Retirado do livro "Técnica, Espaço, Tempo", quinta edição, 2013. Editora Edusp
Acelerações são momentos culminantes na história, como se abrigassem forças concentradas, explodindo para criarem o novo. A marcha do tempo, de que falava Michelet no prefácio à sua História do século XIX, é marcada por essas grandes pertubações aparentemente sem sentido. Daí, a cada época, malgrado a certeza de que se atingiu um patamar definitivo, as reações de admiração ou de medo diante do inusitado e a dificuldade para entender os novos esquemas e para encontrar um novo sistema de conceitos que expressem a nova ordem de gestação.
A aceleração contemporânea não escapa a esse fato. Ela é tanto mais suscetível de ser um objeto na construção de metáforas quanto, para repetir Jacques Attali, vivemos plenamente a época dos signos, após termos vivido o tempo dos Deuses, o tempo do corpo e o tempo das máquinas. Os símbolos baralham porque tomam o lugar das coisas verdadeiras.
A primeira tentação é nos tornarmos outra vez, como na acelaração precedente, adoradores, dubitativos ou firmes, da velocidade.
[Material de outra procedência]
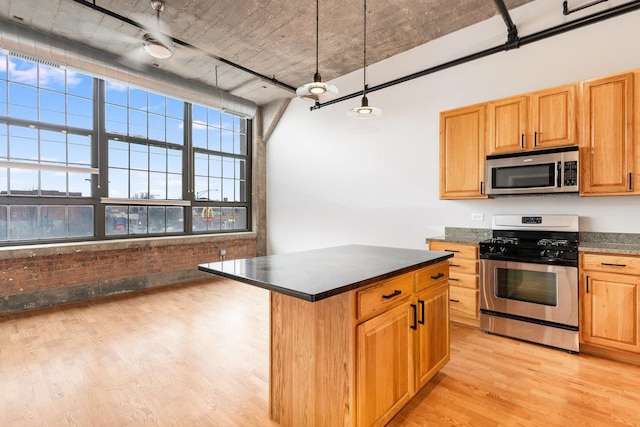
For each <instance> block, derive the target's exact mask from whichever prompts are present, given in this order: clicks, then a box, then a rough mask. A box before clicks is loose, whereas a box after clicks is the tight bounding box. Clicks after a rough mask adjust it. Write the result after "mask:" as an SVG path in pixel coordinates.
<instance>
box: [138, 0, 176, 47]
mask: <svg viewBox="0 0 640 427" xmlns="http://www.w3.org/2000/svg"><path fill="white" fill-rule="evenodd" d="M151 7H152V8H153V10H155V11H156V30H157V33H158V34H157V35H156V34H152V33H146V34H145V35H144V36H142V48H143V49H144V51H145V52H147V53H148V54H149V55H151V56H153V57H154V58H158V59H167V58H170V57H171V56H172V55H173V44H172V43H171V40H169V39H167V38H166V37H162V35H161V33H160V12H164V2H163V1H160V0H151Z"/></svg>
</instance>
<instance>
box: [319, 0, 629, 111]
mask: <svg viewBox="0 0 640 427" xmlns="http://www.w3.org/2000/svg"><path fill="white" fill-rule="evenodd" d="M638 9H640V0H634V1H631V2H629V3H625V4H622V5H619V6H616V7H613V8H611V9H607V10H604V11H601V12H597V13H594V14H592V15H589V16H585V17H583V18H579V19H576V20H575V21H571V22H566V23H564V24H560V25H556V26H555V27H551V28H547V29H545V30H542V31H538V32H537V33H534V34H531V35H528V36H524V37H521V38H518V39H517V47H520V46H522V45H526V44H530V43H535V42H537V41H540V40H543V39H546V38H549V37H553V36H557V35H559V34H562V33H566V32H569V31H572V30H576V29H578V28H582V27H585V26H587V25H591V24H595V23H598V22H600V21H604V20H607V19H610V18H615V17H617V16H621V15H624V14H626V13H629V12H633V11H636V10H638ZM509 19H510V18H509ZM514 28H515V26H514ZM511 42H512V41H510V40H508V41H507V43H505V44H503V45H499V46H495V47H492V48H489V49H485V50H482V51H480V52H476V53H473V54H471V55H467V56H463V57H462V58H458V59H454V60H452V61H449V62H445V63H443V64H440V65H436V66H434V67H431V68H427V69H426V70H422V71H418V72H415V73H413V74H409V75H408V76H404V77H400V78H397V79H395V80H391V81H389V82H386V83H381V84H379V85H376V86H371V87H369V88H367V93H371V92H375V91H377V90H381V89H386V88H388V87H391V86H395V85H397V84H400V83H404V82H407V81H410V80H413V79H417V78H419V77H423V76H426V75H429V74H433V73H435V72H438V71H442V70H445V69H447V68H451V67H455V66H457V65H461V64H464V63H466V62H471V61H475V60H476V59H480V58H484V57H487V56H489V55H493V54H494V53H498V52H503V51H506V50H509V49H510V48H511V47H513V45H512V43H511ZM361 95H362V91H359V92H356V93H352V94H350V95H344V96H341V97H339V98H335V99H332V100H330V101H326V102H323V103H316V104H315V105H314V106H312V107H309V109H310V110H311V111H313V110H317V109H319V108H322V107H325V106H327V105H332V104H336V103H338V102H342V101H346V100H348V99H352V98H357V97H359V96H361Z"/></svg>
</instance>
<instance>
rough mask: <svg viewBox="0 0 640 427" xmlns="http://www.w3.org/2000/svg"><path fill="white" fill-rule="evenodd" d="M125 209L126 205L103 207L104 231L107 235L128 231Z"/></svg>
mask: <svg viewBox="0 0 640 427" xmlns="http://www.w3.org/2000/svg"><path fill="white" fill-rule="evenodd" d="M127 211H128V208H127V206H106V207H105V233H106V235H107V236H113V235H117V234H127V233H128V230H129V219H128V215H127Z"/></svg>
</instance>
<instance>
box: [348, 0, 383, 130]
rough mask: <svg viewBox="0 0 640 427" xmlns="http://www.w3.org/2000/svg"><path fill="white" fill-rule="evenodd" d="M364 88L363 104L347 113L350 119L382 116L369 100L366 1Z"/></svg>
mask: <svg viewBox="0 0 640 427" xmlns="http://www.w3.org/2000/svg"><path fill="white" fill-rule="evenodd" d="M363 56H364V66H363V67H362V68H363V71H364V88H363V90H362V103H361V104H360V106H359V107H354V108H352V109H350V110H349V111H347V114H348V115H349V117H353V118H354V119H371V118H374V117H378V116H381V115H382V110H381V109H379V108H377V107H371V106H370V105H369V99H368V98H367V89H368V88H369V87H368V85H367V0H364V55H363Z"/></svg>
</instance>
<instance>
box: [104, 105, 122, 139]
mask: <svg viewBox="0 0 640 427" xmlns="http://www.w3.org/2000/svg"><path fill="white" fill-rule="evenodd" d="M105 127H106V129H107V132H113V133H119V134H122V135H126V134H127V109H126V108H123V107H117V106H115V105H109V104H107V105H106V106H105Z"/></svg>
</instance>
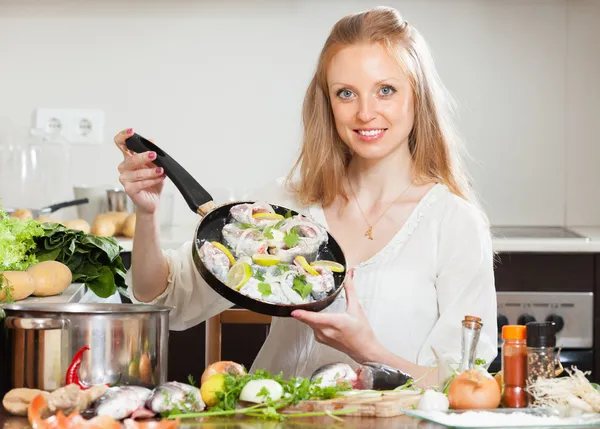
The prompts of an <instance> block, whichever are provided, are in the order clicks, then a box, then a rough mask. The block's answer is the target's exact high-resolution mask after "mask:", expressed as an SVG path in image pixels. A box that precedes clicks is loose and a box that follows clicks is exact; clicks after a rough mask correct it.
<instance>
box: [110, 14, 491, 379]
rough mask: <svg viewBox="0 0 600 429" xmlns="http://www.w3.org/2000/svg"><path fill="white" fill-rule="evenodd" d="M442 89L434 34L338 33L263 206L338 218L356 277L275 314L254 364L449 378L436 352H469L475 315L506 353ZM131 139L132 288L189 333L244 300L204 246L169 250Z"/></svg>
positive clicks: (158, 192)
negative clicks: (388, 369)
mask: <svg viewBox="0 0 600 429" xmlns="http://www.w3.org/2000/svg"><path fill="white" fill-rule="evenodd" d="M444 97H445V95H444V92H443V87H442V85H441V84H440V83H439V81H438V78H437V75H436V73H435V70H434V67H433V62H432V60H431V58H430V57H429V53H428V50H427V47H426V45H425V42H424V41H423V39H422V38H421V36H420V35H419V34H418V33H417V31H416V30H415V29H414V27H412V26H410V25H409V24H408V23H407V22H406V21H404V20H403V19H402V18H401V17H400V15H399V14H398V12H397V11H395V10H394V9H390V8H375V9H372V10H369V11H366V12H362V13H358V14H354V15H350V16H347V17H345V18H343V19H342V20H340V21H339V22H338V23H337V24H336V25H335V26H334V27H333V29H332V32H331V35H330V36H329V38H328V39H327V42H326V43H325V46H324V48H323V51H322V52H321V56H320V58H319V62H318V65H317V70H316V73H315V75H314V77H313V79H312V82H311V83H310V86H309V88H308V90H307V93H306V98H305V102H304V110H303V119H304V139H303V145H302V151H301V154H300V156H299V159H298V161H297V163H296V165H295V166H294V168H293V169H292V172H291V173H290V175H289V176H288V180H287V181H286V183H284V184H283V185H277V186H274V187H273V189H272V191H273V192H266V193H262V194H261V195H260V198H259V199H260V200H266V201H268V202H271V203H274V204H281V205H284V206H291V207H293V208H295V209H297V210H298V211H300V212H303V213H305V214H307V215H309V216H312V217H313V218H315V219H316V220H317V221H319V222H321V223H322V224H323V225H325V226H326V227H327V228H328V229H329V231H330V232H331V233H332V235H334V236H335V237H336V238H337V240H338V241H339V242H340V244H341V246H342V248H343V250H344V252H345V254H346V256H347V261H348V267H352V269H351V271H350V272H349V276H348V277H349V278H350V279H351V280H350V281H348V282H347V283H346V286H345V292H346V293H345V299H344V298H343V297H339V298H338V299H337V300H336V301H335V302H334V303H333V304H332V305H331V306H330V307H329V308H328V309H326V310H325V311H323V312H321V313H309V312H304V311H297V312H295V313H294V314H293V316H294V317H293V318H281V319H279V318H275V319H274V321H273V324H272V327H271V330H270V334H269V337H268V338H267V340H266V342H265V344H264V345H263V347H262V349H261V351H260V353H259V355H258V356H257V358H256V360H255V362H254V365H253V368H252V370H253V369H266V370H268V371H273V372H279V371H283V373H284V374H285V375H286V376H304V377H306V376H310V375H311V374H312V372H313V371H314V370H315V369H316V368H318V367H319V366H321V365H324V364H327V363H331V362H347V363H349V364H351V365H353V366H354V367H356V365H357V363H363V362H367V361H376V362H380V363H384V364H388V365H391V366H394V367H396V368H399V369H401V370H403V371H406V372H408V373H410V374H411V375H413V377H415V378H418V377H421V376H424V375H426V374H427V377H426V378H424V380H425V381H424V383H425V384H428V383H431V382H433V383H435V382H436V381H437V378H436V377H437V374H436V370H433V371H432V369H431V367H432V366H435V358H434V352H433V350H435V352H436V353H437V354H438V356H440V355H441V356H444V357H445V358H450V359H453V360H454V361H459V360H460V357H461V320H462V319H463V317H464V316H465V315H475V316H479V317H481V318H482V319H483V324H484V326H483V330H482V333H481V337H480V340H479V347H478V351H477V357H479V358H483V359H484V360H486V361H487V362H491V361H492V360H493V359H494V358H495V356H496V353H497V342H496V341H497V328H496V295H495V289H494V275H493V262H492V261H493V252H492V248H491V239H490V233H489V227H488V224H487V221H486V218H485V216H484V215H483V213H482V212H481V210H480V209H479V208H478V207H477V204H476V201H475V199H474V197H473V192H472V190H471V188H470V187H469V183H468V181H467V178H466V176H465V174H464V172H463V170H462V167H461V165H460V163H459V158H458V153H457V150H458V145H457V139H456V137H455V136H454V135H453V134H452V133H451V126H450V125H451V123H450V121H449V118H448V116H447V112H446V105H447V100H446V99H445V98H444ZM132 133H133V130H131V129H129V130H126V131H123V132H122V133H120V134H118V135H117V136H116V137H115V142H116V144H117V145H118V146H119V147H120V148H121V150H122V151H123V153H124V156H125V160H124V161H123V163H121V164H120V166H119V171H120V173H121V176H120V177H121V182H122V184H123V185H124V187H125V190H126V191H127V193H128V194H129V196H130V197H131V198H132V200H133V201H134V202H135V204H136V206H137V213H138V216H137V224H136V231H135V236H136V240H135V242H134V247H133V255H132V268H131V271H130V273H129V284H130V292H131V296H132V299H133V300H134V301H135V302H153V303H164V304H167V305H172V306H174V307H176V310H174V312H173V313H172V315H171V323H172V328H173V329H186V328H188V327H190V326H193V325H195V324H198V323H201V322H202V321H204V320H206V319H208V318H210V317H212V316H214V315H216V314H218V313H220V312H221V311H223V310H225V309H227V308H228V307H230V306H231V305H232V304H231V303H230V302H228V301H226V300H225V299H224V298H222V297H221V296H220V295H218V294H217V293H216V292H214V291H213V290H212V289H211V288H210V287H209V286H208V285H207V284H206V283H205V282H204V281H203V280H202V278H201V277H200V275H199V274H197V272H196V269H195V268H194V264H193V262H192V259H191V246H192V243H191V242H189V243H187V244H185V245H184V246H183V247H181V248H180V249H178V250H175V251H165V252H163V251H161V249H160V247H159V237H158V224H157V219H156V216H155V212H156V209H157V206H158V200H159V194H160V191H161V188H162V186H163V180H164V175H163V172H162V170H161V169H160V168H158V169H157V168H155V166H153V164H152V160H153V159H154V156H155V155H154V154H153V153H145V154H132V153H130V152H128V151H127V149H126V148H125V146H124V141H125V139H126V138H127V137H128V136H129V135H131V134H132ZM298 168H299V173H300V174H299V179H298V180H294V179H292V176H293V174H294V173H295V172H296V171H297V169H298ZM285 185H289V186H285ZM340 295H341V294H340Z"/></svg>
Essa última espantou os que viram surgir a estrada de ferro e o navio a vapor e, depois, viveram o fim do século XIX e o já longínquo começo do século XX, com a invenção e a difusão do automóvel, do avião, do telégrafo sem fio e do cabo submarino, do telefone e do rádio.
Mas por que limitar a aceleração à velocidade strictu sensu ? A aceleração contemporânea impôs novos ritmos aos deslocamentos dos corpos e, ao transporte de ideias, mas também acresentou novos itens à história. Junto com uma nova evolução das potências e dos rendimentos, com o uso de novos materiais e novas formas de energia, o domínio mais completo do espectro eletromagnético, a expansão demográfica ( a população mundial triplica entre 1650 e 1900, e triplica de novo entre 1900 e 1984, a explosão urbana e a explosão do consumo, o crescimento exponencial do número de objetos e do arsenal de palavras.
Mas, sobretudo, causa próxima ou remota de tudo isso, a evolução do conhecimento, maravilha do nosso tempo que ilumina ou ensombrece todas as facetas do acontecer.
A aceleração contenporânea é, por isso mesmo, um resultado também na banalização da invenção, do perecimento prematuro dos engenhos e de sua sucessão alucinante. São, na verdade, acelerações superpostas, concomitantes, as que hoje assistimos. Daí a sensação de um presente que foge. Esse efêmero não é uma criação exclusiva da velocidade, mas de outra vertigem, trazida com o império da imagem e a forma como ela é engendrada, através da engenharia das comunicações, ao serviço da mídia - um arranjo deliberadamente destinado a impedir que se imponham a ideia de duração e a lógica da sucessão.
Esse tempo de paradoxos altera a percepção da história e desorienta os espíritos, abrindo terreno para o reino da metáfora de que hoje se valem os discursos recentes sobre o Tempo e o Espaço.
Falta agora, certamente, aceitar o desafio conceitual. A aceleração contenporânea tem de ser vista como um momento coerente da História. Para entende-la, é necessário e urgente reconstruir, no espírito, os elementos que formam a nossa época e a distinguem de outras.